In the first part of the article we’ve talked quite a bit about Data Warehouse Coding Guidelines. We all go thru a love and hate relationship with rules in general, and Coding Guidelines are no exception. But the whole point is that there are really necessary, if you want to have a consistent Data Warehouse. Having consistent coding rules is just a part of the solution, since, in order to ensure consistency, elements like ETL (in our case SSIS) development rules, Source Control and an overall BI Department Development Strategy come into place. Always remember that a chain as strong as the weakest link, and Data Warehouses make no exception. And now, let’s go into detail about each one of the above components:
SSIS DEVELOPMENT
1. Implement extensive usage of Configuration Files and Tables. As long as you have different environments to manage, one of the worst ideas is to have the package connection strings containing hard-coded values, since this will involve manual modifications before each deploy on a new environment. Instead, you should go for the following approach:
a. Use a configuration file or an environment variable which contains the connection string to the server which contains the SSIS Configuration table corresponding to that environment. This configuration will be used when you launch the SSIS package
b. In order to initialize all connection managers declared at package level, we should use the SSIS configuration table, which contains the values corresponding to that environment. In this way, each time we need to recover the value of a connection manager or variable we should add just a new line into this table. The SSIS configuration table can hold values for different SSIS packages, and therefore greatly improves the flexibility of the solution.

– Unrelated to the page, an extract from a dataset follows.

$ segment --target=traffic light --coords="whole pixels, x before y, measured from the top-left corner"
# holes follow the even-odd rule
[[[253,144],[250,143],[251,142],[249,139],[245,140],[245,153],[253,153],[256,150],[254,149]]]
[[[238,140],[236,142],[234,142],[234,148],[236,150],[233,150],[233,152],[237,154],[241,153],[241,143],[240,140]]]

c. You can use Package Configuration in order to inherit the connection string to the SSIS Configuration table into children packages. In this way you will be able to access the SSIS configuration table from any child package. However, a BIG WARNING here:
i. No matter the order chosen in the Package Configuration, the values from the SSIS configuration table are ALWAYS read before the Parent Package Variables
ii. This will cause you BIG problems when you change environments. Let's assume that you've just migrated a development on a child package from DEV to PROD environment. When the package execution starts, first is performed the syntactical validation and afterwards Package Configuration is read, which means that the SSIS configuration table will be read first, using a connection string which points out to the DEV environment. Only afterwards the Connection String for the SSIS configuration table will be read from the parent package, but, at this moment, it's already too late, since all the variables have already been initialized from DEV environment. And definitely it's a BAD thing to run on PROD environment packages which point out to DEV environment.
In order to fix this issue, you'll have to:
· Remove the usage of SSIS configuration table from Package Configuration and keep just the Parent Package inheritance of the Connection String for the SSIS table.

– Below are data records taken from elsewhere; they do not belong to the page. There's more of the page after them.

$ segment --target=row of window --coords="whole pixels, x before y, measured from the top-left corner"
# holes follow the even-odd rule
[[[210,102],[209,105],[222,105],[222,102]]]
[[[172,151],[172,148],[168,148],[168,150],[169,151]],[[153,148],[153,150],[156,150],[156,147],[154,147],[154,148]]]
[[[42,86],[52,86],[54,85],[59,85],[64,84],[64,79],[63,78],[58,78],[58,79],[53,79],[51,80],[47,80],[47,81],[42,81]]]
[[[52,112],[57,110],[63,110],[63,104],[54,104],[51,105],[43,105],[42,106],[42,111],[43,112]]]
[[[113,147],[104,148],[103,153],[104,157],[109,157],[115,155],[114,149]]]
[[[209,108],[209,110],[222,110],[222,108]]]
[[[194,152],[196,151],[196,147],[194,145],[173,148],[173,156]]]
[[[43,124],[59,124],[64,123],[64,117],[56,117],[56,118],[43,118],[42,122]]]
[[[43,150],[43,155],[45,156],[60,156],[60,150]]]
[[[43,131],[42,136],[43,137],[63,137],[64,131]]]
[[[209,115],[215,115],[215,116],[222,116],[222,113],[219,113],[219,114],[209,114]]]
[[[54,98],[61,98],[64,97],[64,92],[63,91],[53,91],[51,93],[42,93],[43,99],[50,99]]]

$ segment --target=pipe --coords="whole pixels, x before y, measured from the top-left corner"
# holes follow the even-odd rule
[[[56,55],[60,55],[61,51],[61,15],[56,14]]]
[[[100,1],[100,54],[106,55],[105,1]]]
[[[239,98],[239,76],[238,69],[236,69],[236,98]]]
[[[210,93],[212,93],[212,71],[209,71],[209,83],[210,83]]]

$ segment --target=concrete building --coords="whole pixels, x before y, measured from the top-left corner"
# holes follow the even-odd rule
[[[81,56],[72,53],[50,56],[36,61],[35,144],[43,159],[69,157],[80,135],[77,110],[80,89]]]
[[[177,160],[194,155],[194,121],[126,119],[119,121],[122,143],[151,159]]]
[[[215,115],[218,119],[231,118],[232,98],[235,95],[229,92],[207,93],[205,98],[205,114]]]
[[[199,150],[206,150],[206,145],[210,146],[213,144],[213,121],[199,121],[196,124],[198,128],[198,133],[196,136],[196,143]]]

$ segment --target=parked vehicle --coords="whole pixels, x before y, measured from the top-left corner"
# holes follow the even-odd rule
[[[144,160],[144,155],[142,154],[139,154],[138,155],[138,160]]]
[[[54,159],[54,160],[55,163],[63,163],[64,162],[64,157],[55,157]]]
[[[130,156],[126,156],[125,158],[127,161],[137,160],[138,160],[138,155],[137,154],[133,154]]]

· Add as first step in the package an SQL step which initialize the variables based on the SSIS configuration table based on what right now is the correct connection string
d. As long as you use Configuration files and tables, make sure that you set Delay Validation = True for all Connection Managers and all steps which use variables initialized based on Configuration. This way you prevent validation errors during Package startup, when you still have old values on the variables, since the new ones haven't been read yet. Delay Validation = True means that you delay the task validation until its actual execution, when you already should have correct values in the variables.
2. Use distinct Windows Accounts for each SQL Server Agent installation in order to avoid security issues. In the above topic referring to the wide use of SSIS Configuration files and Tables one of the biggest danger is to end up in a scenario in which you're running packages on another environment than the one expected. Since such problems can always occur, you're certainly more interested to have a failure of the package right from the beginning, when you're trying to run selects on another server than the one you're supposed to.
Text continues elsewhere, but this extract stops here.